Why on earth would an attorney, fundraiser, and political/gender justice advocate like myself spend this major political year learning to code? The answer is: I’ve been successfully indoctrinated by Jennifer Pahlka and the CfA community. Having joined CfA as Donor Relations Manager in October, I have come to believe that coding is one of the most important new skills I could ever gain as a citizen.
Jen Pahlka’s recent TED talk sums it up perfectly: Our input into government is primarily via voting and supporting candidates. But that input does not necessarily deliver expected return, or even any return. In fact, government is a “vast ocean” that requires interface from citizens from multiple angles.
I am a lifelong civic engagement advocate, but for most of my life I’ve primarily defined civic engagement within the confines of the political realm. Voting, registering other voters, and backing political candidates is a big part of who I am. As a teenager, I joined the Kids Voting USA delegation at the Republican National Convention in San Diego, filled with the alacrity of the moment and inspired by the delegates around me. (The republican presidential candidate was Bob Dole, trying to oust incumbent President Clinton.) I went on be politically active as a college student, and I am still active in supporting strong candidates at all levels who represent my values.

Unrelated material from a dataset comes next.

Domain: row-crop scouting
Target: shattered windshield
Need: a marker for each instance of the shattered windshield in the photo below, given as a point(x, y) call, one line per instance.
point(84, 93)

But Code for America has helped me see how, like any complex problem, multi-pronged solutions are required to improve government and empower citizens to make real change. Citizen involvement cannot just be relegated to walking precincts for a candidate, fundraising, or by screaming along with cable news shows (in fact, I may keep my TV off more this year than I have in the past). There are clear ways to elevate government performance and citizen engagement independent of our elected officials and the pomp and circumstance of the political season.
By no means are civic hacking and political activism mutually exclusive. However, my understanding of how I can help has expanded dramatically since joining Code for America. Truly, the possibilities seem endless; that an application to help citizens dig fire hydrants out from under the snow in Boston has been adopted by citizens in Honolulu for an entirely different purpose, demonstrates the agility and potential of writing code for civic purposes, and the impact that even simple web applications can have within communities. It would be nice, if even in a limited way, to be able to contribute to my city and community the way our fellows do.
And in terms of gender justice – this Ruby class is geared toward women, as are a growing host of meetup groups and code training workshops. Far too few women choose to learn to code – and this skill is the gateway to success in Silicon Valley.
I will report back about my Coding 2012 experiences. I hope Pivotal has enough room for me in their class, and if not, I will be persistent in getting into the next one. In the meantime, I will be checking out Code Academy, and I hope to pick up some pointers from our illustrious fellows. Suggestions/tutorials are welcome!